I want to calculate count of rows before current row in previous 1 year window by id.
Here's my data:
df <- structure(list(id = c("1", "1", "1", "1",
"2", "2", "2", "2", "2", "2", "2",
"2", "2"), flag = c(1, 1, 0, 1, 0, 0, 1, 1,
1, 1, 1, 1, 1), date = structure(c(15425, 15456, 16613,
16959, 15513, 15513, 15625, 15635, 15649, 15663, 15670, 16051,
16052), class = "Date")), sorted = "id", class = c("data.table",
"data.frame"), row.names = c(NA, -13L))
roll_sum <- c(0, 1, 0, 1, 0, 1, 2, 3, 4, 5, 6, 0, 1)
flag_sum <- c(0, 1, 0, 0, 0, 0, 0, 1, 2, 3, 4, 0, 1)

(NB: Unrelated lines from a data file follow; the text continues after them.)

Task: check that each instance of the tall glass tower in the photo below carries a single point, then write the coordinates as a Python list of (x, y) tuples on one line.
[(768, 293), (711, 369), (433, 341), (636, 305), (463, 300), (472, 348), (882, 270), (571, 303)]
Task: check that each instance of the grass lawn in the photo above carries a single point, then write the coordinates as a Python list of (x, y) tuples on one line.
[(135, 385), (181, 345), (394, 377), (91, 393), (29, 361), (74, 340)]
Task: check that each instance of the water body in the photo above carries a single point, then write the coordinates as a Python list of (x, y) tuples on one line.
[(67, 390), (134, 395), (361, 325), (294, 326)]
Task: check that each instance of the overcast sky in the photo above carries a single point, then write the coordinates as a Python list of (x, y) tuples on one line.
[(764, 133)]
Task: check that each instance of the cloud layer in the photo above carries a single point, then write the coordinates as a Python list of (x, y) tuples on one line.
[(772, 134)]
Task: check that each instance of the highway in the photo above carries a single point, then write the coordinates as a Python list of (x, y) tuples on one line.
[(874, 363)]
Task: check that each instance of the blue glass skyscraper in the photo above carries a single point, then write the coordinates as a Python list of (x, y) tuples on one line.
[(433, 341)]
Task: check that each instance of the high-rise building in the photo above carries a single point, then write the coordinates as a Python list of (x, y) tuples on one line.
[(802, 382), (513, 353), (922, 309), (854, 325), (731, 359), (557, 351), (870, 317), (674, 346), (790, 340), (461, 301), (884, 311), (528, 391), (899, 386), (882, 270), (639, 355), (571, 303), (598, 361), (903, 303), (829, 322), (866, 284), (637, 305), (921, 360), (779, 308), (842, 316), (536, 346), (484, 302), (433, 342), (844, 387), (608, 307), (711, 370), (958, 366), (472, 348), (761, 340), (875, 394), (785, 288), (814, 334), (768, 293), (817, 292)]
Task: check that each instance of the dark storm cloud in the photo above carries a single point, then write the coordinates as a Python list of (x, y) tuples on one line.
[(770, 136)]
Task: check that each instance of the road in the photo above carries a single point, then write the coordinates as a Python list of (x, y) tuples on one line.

df_desired <- cbind(df, roll_sum) # roll_sum: number of rows excluding current row in 1 year time frame rolling
df_desired <- cbind(df_desired, flag_sum) # flag_sum: number of rows excluding current row in 1 year time frame rolling where flag was 1
Data:
id flag date
1: 1 1 2012-03-26
2: 1 1 2012-04-26
3: 1 0 2015-06-27
4: 1 1 2016-06-07
5: 2 0 2012-06-22
6: 2 0 2012-06-22
7: 2 1 2012-10-12
8: 2 1 2012-10-22
9: 2 1 2012-11-05
10: 2 1 2012-11-19
11: 2 1 2012-11-26
12: 2 1 2013-12-12
13: 2 1 2013-12-13
Output:
df_desired
id flag date roll_sum flag_sum
1: 1 1 2012-03-26 0 0
2: 1 1 2012-04-26 1 1
3: 1 0 2015-06-27 0 0
4: 1 1 2016-06-07 1 0
5: 2 0 2012-06-22 0 0
6: 2 0 2012-06-22 1 0
7: 2 1 2012-10-12 2 0
8: 2 1 2012-10-22 3 1
9: 2 1 2012-11-05 4 2
10: 2 1 2012-11-19 5 3
11: 2 1 2012-11-26 6 4
12: 2 1 2013-12-12 0 0
13: 2 1 2013-12-13 1 1
I tried solution given by G. Grothendieck using zoo
in Compute rolling sum by id variables, with missing timepoints, but it's giving me an error:
Error in merge.zoo(z, g) : series cannot be merged with non-unique index entries in a series In addition: Warning message: In zoo(count, date) :
I made date column unique using make.index.unique
and make.time.unique
.
Any help with an optimized solution would be appreciated.Thanks.